Thanks for commenting. I don’t like reading history books, but I do like historical ficton and romance. It drives me crazy to read inaccuries.
No book-throwing going on here, since I, too, use a Kindle. But definitely some deletions! I find I’m a much pickier reader now that I’m a writer. But at the same time, I appreciate things I didn’t used to. Lots of things will make me pick up a book, but it’s usually awkward writing (especially dialogue) or a boring plot – and if both happen together, the book is gone immediately.
Interesting. Now that I’m writing, I think I’m a more understand reader about somethings. I’m absolutely reading more new authors.
I am a very picky reader. I am extremely wary of spending money on an untried author. I check the library first or check author websites for excerpts so I can gage the writing style. Things that turn me away?
1) Excessive clichés. I once began a book where there were so many, I began highlighting them. Literally. With a yellow marker. When I hit 23 in the first two chapters, I donated the book to the local library (I don’t throw books across the room and I don’t throw them in the garbage. Someone, somewhere liked it or it wouldn’t have gotten published, right?)
2) An overused word or phrase. I read a book where the author used the phrase “how so?” The first couple times it barely registered. By the fourth, I started counting. She used it 16 times…and there were only 15 chapters in the whole book. Now, every time I read the phrase, no matter the author, my teeth grind and it wrenches me completely out of the flow of the story. I hate that!

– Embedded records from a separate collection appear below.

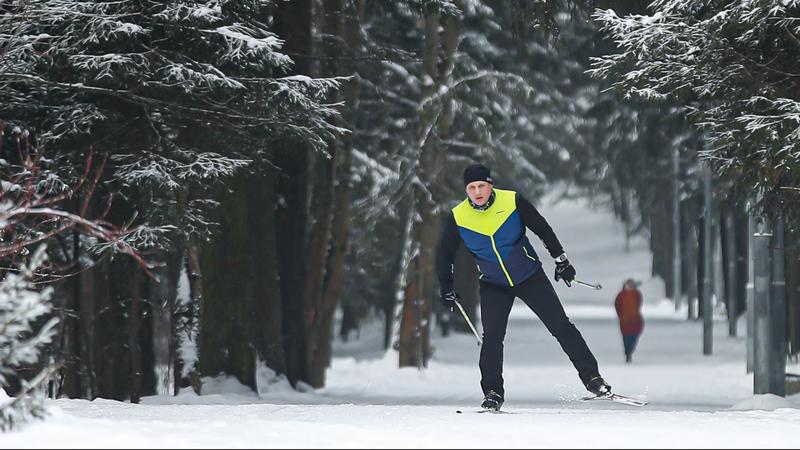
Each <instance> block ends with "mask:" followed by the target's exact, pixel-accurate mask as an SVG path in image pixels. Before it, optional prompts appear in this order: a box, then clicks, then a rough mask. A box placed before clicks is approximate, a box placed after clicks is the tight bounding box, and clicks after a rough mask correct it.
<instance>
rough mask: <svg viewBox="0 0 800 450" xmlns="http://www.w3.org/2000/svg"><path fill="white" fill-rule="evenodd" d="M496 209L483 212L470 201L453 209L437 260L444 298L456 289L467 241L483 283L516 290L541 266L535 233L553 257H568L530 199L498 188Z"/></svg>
mask: <svg viewBox="0 0 800 450" xmlns="http://www.w3.org/2000/svg"><path fill="white" fill-rule="evenodd" d="M494 193H495V195H496V198H495V201H494V202H493V203H492V205H491V206H490V207H489V208H487V209H486V210H484V211H478V210H476V209H474V208H472V206H470V204H469V199H465V200H464V201H463V202H461V203H460V204H459V205H458V206H456V207H455V208H453V210H452V214H450V215H449V216H448V217H447V219H446V221H445V224H444V228H443V230H442V234H441V238H440V240H439V248H438V251H437V255H436V273H437V275H438V277H439V284H440V287H441V292H442V294H445V293H448V292H451V291H452V290H453V261H454V260H455V254H456V251H457V250H458V246H459V244H460V243H461V242H462V241H463V242H464V244H465V245H466V247H467V249H468V250H469V252H470V254H471V255H472V257H473V258H474V259H475V264H477V266H478V272H479V276H480V281H481V282H483V283H493V284H498V285H501V286H514V285H516V284H518V283H521V282H522V281H525V280H526V279H528V277H530V276H531V275H533V274H534V273H535V272H536V271H537V270H539V269H541V267H542V263H541V261H539V257H538V255H537V254H536V252H535V250H534V249H533V246H532V245H531V243H530V241H529V240H528V237H527V236H526V229H528V230H531V231H532V232H533V233H534V234H536V235H537V236H538V237H539V238H540V239H541V240H542V243H543V244H544V246H545V248H546V249H547V251H548V252H549V253H550V256H551V257H553V258H556V257H558V256H560V255H561V254H562V253H564V248H563V247H562V245H561V243H560V242H559V240H558V237H557V236H556V234H555V232H554V231H553V229H552V227H550V224H549V223H548V222H547V220H545V218H544V217H542V215H541V214H540V213H539V211H538V210H537V209H536V207H534V206H533V204H532V203H531V202H529V201H528V200H527V199H526V198H525V197H523V196H522V195H521V194H519V193H517V192H514V191H506V190H501V189H494Z"/></svg>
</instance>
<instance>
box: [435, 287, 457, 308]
mask: <svg viewBox="0 0 800 450" xmlns="http://www.w3.org/2000/svg"><path fill="white" fill-rule="evenodd" d="M439 300H440V301H441V302H442V307H443V308H444V310H445V311H453V310H454V309H455V307H456V302H457V301H459V300H461V296H460V295H458V293H457V292H456V291H450V292H448V293H446V294H442V296H441V298H440V299H439Z"/></svg>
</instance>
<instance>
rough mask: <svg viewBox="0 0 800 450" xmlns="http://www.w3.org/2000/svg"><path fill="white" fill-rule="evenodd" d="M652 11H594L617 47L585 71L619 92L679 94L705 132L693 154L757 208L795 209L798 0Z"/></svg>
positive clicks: (797, 131)
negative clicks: (646, 11) (613, 50)
mask: <svg viewBox="0 0 800 450" xmlns="http://www.w3.org/2000/svg"><path fill="white" fill-rule="evenodd" d="M650 8H651V10H652V11H653V14H652V15H649V16H648V15H628V16H625V17H619V16H618V15H617V14H616V13H615V12H614V11H613V10H606V11H597V12H596V13H595V15H594V17H595V19H596V20H597V21H599V22H600V23H601V24H602V27H603V30H604V31H606V32H607V33H608V34H609V35H610V36H611V37H612V38H613V39H614V40H615V41H616V42H617V44H618V47H619V49H620V51H619V53H616V54H610V55H605V56H602V57H598V58H595V59H594V60H593V62H594V66H593V69H592V70H590V71H589V73H590V74H592V75H595V76H597V77H601V78H611V77H614V79H615V84H614V87H615V88H616V89H617V90H619V91H620V92H621V93H622V94H623V95H624V96H626V97H631V96H639V97H644V98H648V99H654V100H660V99H665V98H676V99H681V100H683V101H685V103H686V105H687V112H688V113H689V117H690V118H692V120H693V121H694V122H695V123H696V124H697V125H698V126H699V127H700V128H701V129H702V130H703V131H705V135H706V142H707V146H706V150H705V151H703V152H702V153H701V156H702V157H703V158H704V159H705V160H707V161H708V162H709V163H711V164H712V166H713V167H714V168H715V170H716V171H717V172H718V173H719V174H721V175H731V176H733V177H734V178H735V179H736V180H737V187H738V188H739V190H740V191H741V193H743V194H744V195H748V196H749V195H753V193H761V194H763V196H764V202H763V204H762V205H761V206H764V207H765V212H767V213H768V214H771V215H776V214H785V215H786V214H788V215H797V216H800V211H799V210H800V205H798V202H797V200H796V198H791V197H787V196H786V192H787V190H786V189H782V188H785V187H797V186H798V185H800V175H798V174H800V156H798V155H800V139H798V137H800V101H799V100H798V97H797V92H798V89H799V88H800V81H798V74H800V59H798V58H797V54H798V53H797V49H798V46H799V45H800V0H771V1H763V0H759V1H755V0H747V1H739V2H708V1H703V2H698V1H687V0H657V1H654V2H652V4H651V6H650Z"/></svg>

3) Excessive use of “cutesy colloquialisms”. A big, tough, hero referring to his gun as a “click, click, bang, bang” is too much for me to take seriously. There is one author I read who, it seems to me, works as hard to come up with other terms for everyday items as she does on her plots. I do a lot of eye rolling, but I really enjoy her plots and characters. Lately though, her writing style is starting to interfere with my enjoyment. Another overused cutesy colloquialism is “heart of hearts”. To me it has no meaning and is just ridiculous redundancy.
Those are my 3 biggies. There are other things that irritate me such as excessive typos but those I don’t fault the author for and will overlook in favor of a good plot line and strong characters.
Thanks for posting. It’s the lack of good editing that’s responsible for repeated words and phrases.